Stephen Wise Free Synagogue is excited to welcome our cantorial intern, Joseph (Joe) Flaxman!
Joe grew up at Temple Shalom in Succasunna, New Jersey, and was raised on stories about his grandfather, also named Joseph, who had dreamed of becoming a chazan. After earning his master’s in vocal performance at the Manhattan School of Music, he went on to perform in cities across the country and the world. After Joe met and then married his wife Laura, they had their first son Elias. Realizing that he wanted to change careers, Joe felt the pull to explore his own childhood dream of becoming a cantor. During his year of study in Jerusalem at Hebrew Union College-Jewish Institute of Religion, he and Laura welcomed their second son, Isaiah, into the world.
Joe is looking forward to working and learning at Stephen Wise, where he’ll be assisting us as our cantorial intern and working closely with Cantor Dan Singer.
We sat down with Joe so we could get to know him a little better.
Q: What was the “a-ha” moment when you realized you wanted to be a cantor?
A: In my previous career, I was as an opera singer — I even sang right around the corner at Lincoln Center a few times — and after an audition, I realized that the best-case scenario was that I’d get the job and then I’d be miserable because my work was no longer bringing me joy.
The idea of being a cantor was something I had considered since I was very young as my grandfather (after whom I’m named) dreamed of being a chazan.
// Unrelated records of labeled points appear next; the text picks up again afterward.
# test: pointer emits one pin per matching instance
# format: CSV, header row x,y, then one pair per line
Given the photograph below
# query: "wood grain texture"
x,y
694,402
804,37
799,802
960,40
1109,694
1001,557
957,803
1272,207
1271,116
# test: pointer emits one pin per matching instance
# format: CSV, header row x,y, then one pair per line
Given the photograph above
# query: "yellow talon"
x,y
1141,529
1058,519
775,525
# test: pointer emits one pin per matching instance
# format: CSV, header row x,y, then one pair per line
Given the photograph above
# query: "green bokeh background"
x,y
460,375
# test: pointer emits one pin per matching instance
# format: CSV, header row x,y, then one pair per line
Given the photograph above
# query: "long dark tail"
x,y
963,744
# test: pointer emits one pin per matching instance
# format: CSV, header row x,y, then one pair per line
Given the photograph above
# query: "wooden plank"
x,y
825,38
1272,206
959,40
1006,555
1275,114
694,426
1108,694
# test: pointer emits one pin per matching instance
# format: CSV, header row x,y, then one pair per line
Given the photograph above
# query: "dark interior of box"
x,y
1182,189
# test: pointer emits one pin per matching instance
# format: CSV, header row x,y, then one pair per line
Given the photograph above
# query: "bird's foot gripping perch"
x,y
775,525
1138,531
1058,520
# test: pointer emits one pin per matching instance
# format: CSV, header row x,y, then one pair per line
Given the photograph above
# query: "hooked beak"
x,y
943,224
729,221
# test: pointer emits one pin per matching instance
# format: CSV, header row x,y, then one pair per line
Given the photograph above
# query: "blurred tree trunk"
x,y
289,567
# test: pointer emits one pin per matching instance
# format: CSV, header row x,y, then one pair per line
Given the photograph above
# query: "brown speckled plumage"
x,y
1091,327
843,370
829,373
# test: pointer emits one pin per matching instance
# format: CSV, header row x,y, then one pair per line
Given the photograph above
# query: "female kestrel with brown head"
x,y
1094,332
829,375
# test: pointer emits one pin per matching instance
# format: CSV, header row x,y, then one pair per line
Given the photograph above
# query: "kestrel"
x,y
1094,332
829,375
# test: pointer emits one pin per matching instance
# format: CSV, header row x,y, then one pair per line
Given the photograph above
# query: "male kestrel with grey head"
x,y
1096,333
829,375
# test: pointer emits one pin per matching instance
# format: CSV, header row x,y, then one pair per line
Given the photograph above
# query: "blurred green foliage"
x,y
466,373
Based on my skill set I thought I might make a good cantor, so I left my manager the next day and got in touch with Hebrew Union College about pivoting to my second career.
Mini “a-ha” moments happened when I was singing in the choir at Park Avenue Synagogue, as well as when I was singing in various cities throughout America and connected to local Jewish communities to celebrate Shabbat or holidays. There was always a feeling of being “home” that made me re-visit the idea of becoming a cantor.
Q: What’s the most challenging part of cantorial school? The most fun?
A: Balancing class, work, and family is definitely a challenge, but the most fun part is how each one seems to teach me how to be my best and most present self for the other parts of my life.
Q: What is your favorite Jewish song?
A: I can’t pick just one, but I did narrow it down to two! “Elohai N’shama” is a beautiful daily cleansing breath for the soul and “Eilu D’varim” constantly reminds me that my capacity for doing good deeds is infinite.
Q: What’s your favorite instrument? Your least favorite?
A: I love the piano, and if I had to pick a least favorite, it’d have to be the trombone.
Q: Favorite band?
A: I listen to a ton of classical music (Mozart, Verdi, Bach, von Weber, Berg, Rachmaninoff, Monteverdi, Ravel… the list is long and varied). But I’m also a big fan of Weezer as well as 80s music in general.
Q: What’s something you learned at HUC that really blew your mind?
A: OK, brace yourself… the melody you think of for the “Four Questions” is actually quite new! It’s a melody from early in modern Israeli history. Prior to that, the typical “Ashkenazi” melody for the “Four Questions” was the same one people used to study Mishnah. I never thought about it, but I just figured that my father probably sang those questions in the same melody at his Seder growing up, and his father before him… then I learned that the tradition of a child singing the “Four Questions” is also newer!
Q: What about being a cantor are you looking forward to most?
A: Helping people create community through the power of Jewish music!